Announcements and reminders

  1. You can do this week’s assignment using data of your own (instead of the data provided in the assignment) if you would like and if it is appropriate176 for doing so. Feel free to contact Anshul and Nicole to double-check if your data is a well-suited substitute for the data provided in this or any future assignment. If you are already fairly certain that your own data will be a good substitute, you can go ahead and use it without checking first!

14.1 Answers To Your Questions

Here are some answers to questions I have received over the last week or more that I think might be helpful for everyone to see. You are not required to read these.

14.1.1 R Is Not Working

Many of you have reported that it can be difficult and time consuming to get your R code to run successfully. Many of you have spent a long time trying to fix these problems by looking up what to do, watching videos, etc.

I recommend that you try to fix such issues for 5–15 minutes when they happen, but after that, just ask me what to do. I’m often available to have a phone call or Zoom call and we can quickly resolve the issue.177

14.1.2 Import Excel Data

Here’s how you can import data from Excel into RStudio Cloud.

First, upload your Excel file into your files in the cloud. Make sure the working directory (current folder) is set to the same folder in which your Excel file is. If you haven’t created any new folders, then your file will probably get uploaded to the /cloud/project folder, in which case you don’t need to re-set the working directory.

Next, run the following code:

if (!require(xlsx)) install.packages('xlsx')
library(xlsx)

mydata <- read.xlsx(file="Name Of Your File.xlsx", sheetIndex = 1, header=TRUE)

summary(mydata)

Notes:

  • You can change mydata to whatever you want your dataset to be called in R. This name should show up in RStudio’s Environment tab once you run the command.
  • The read.xlsx() function has three arguments in the code above. Let’s go through them:
    • file="Name Of Your File.xlsx" – This tells the computer which Excel file you want it to look at. Change this code so that you replace Name Of Your File with the actual name of your file.
    • sheetIndex = 1 – This tells the computer to look at the first sheet within the Excel file. If you want it to look at sheet #3, change the 1 to 3 in this code.
    • header=TRUE – This tells the computer that the very first row of your Excel file contains variable names, and not raw data.

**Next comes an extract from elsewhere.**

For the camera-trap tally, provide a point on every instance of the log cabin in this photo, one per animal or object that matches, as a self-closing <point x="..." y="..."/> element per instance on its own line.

14.1.3 P-values in T-tests

Sometimes you will be in a situation where you are using different types of t-tests on the same data, and these may give you different results. And even more confusingly, sometimes some may have a p-value of over 0.05 and others will be under. How do we deal with this situation?

In general, there should be one single t-test that is right for your particular situation. I would report the results of that t-test only and explain why you chose that particular t-test. However, if the test result is anyway hovering around p = 0.05, then we have to also consider what this means in plain words. It means that the probability that we’re making an incorrect conclusion is around 5%. If the p-value is 0.051 then the chance we’re making a mistake is 5.1%. And if the p-value is 0.049 then the chance we’re making a mistake is 4.9%. So it’s not actually a big difference in the results between the two t-tests. They’re both telling you approximately the same thing, and we want to report this as accurately as possible in our results. If we were presenting these results, we would want to tell our audience that our p-value is around 5 and so we’re much less certain about this finding than many others which have lower p-values.

14.1.4 Missing data in R

How do we tell R that we want a particular data point to be coded as missing?

We use the built-in NA value. You can use NA as if it is a number. It does not need to be in quotation marks.

Here is an example:

demo1 <- mtcars # make a copy of the mtcars dataset
demo1$cyl[demo1$cyl==8] <- NA # recode 8 as NA for cyl

Above, in the dataset demo1,178 for all observations for which the variable cyl is equal to 8, we have changed those values to NA (missing).

You can run the code above and then run the View() function to see that the change has indeed been made:

View(demo1)

14.2 ANOVA Basics

The entire focus of this week is ANOVA (analysis of variance).

Please read the following resources:

One-way ANOVA is used when you have more than two means from independent groups that you want to compare. For example, say you were interested in learning outcomes from 4 different instructional formats. Students were randomly assigned to one of the four formats, and all students then took a test to determine how much they learned. We would use a one-way ANOVA to determine if there are differences between any of the four means.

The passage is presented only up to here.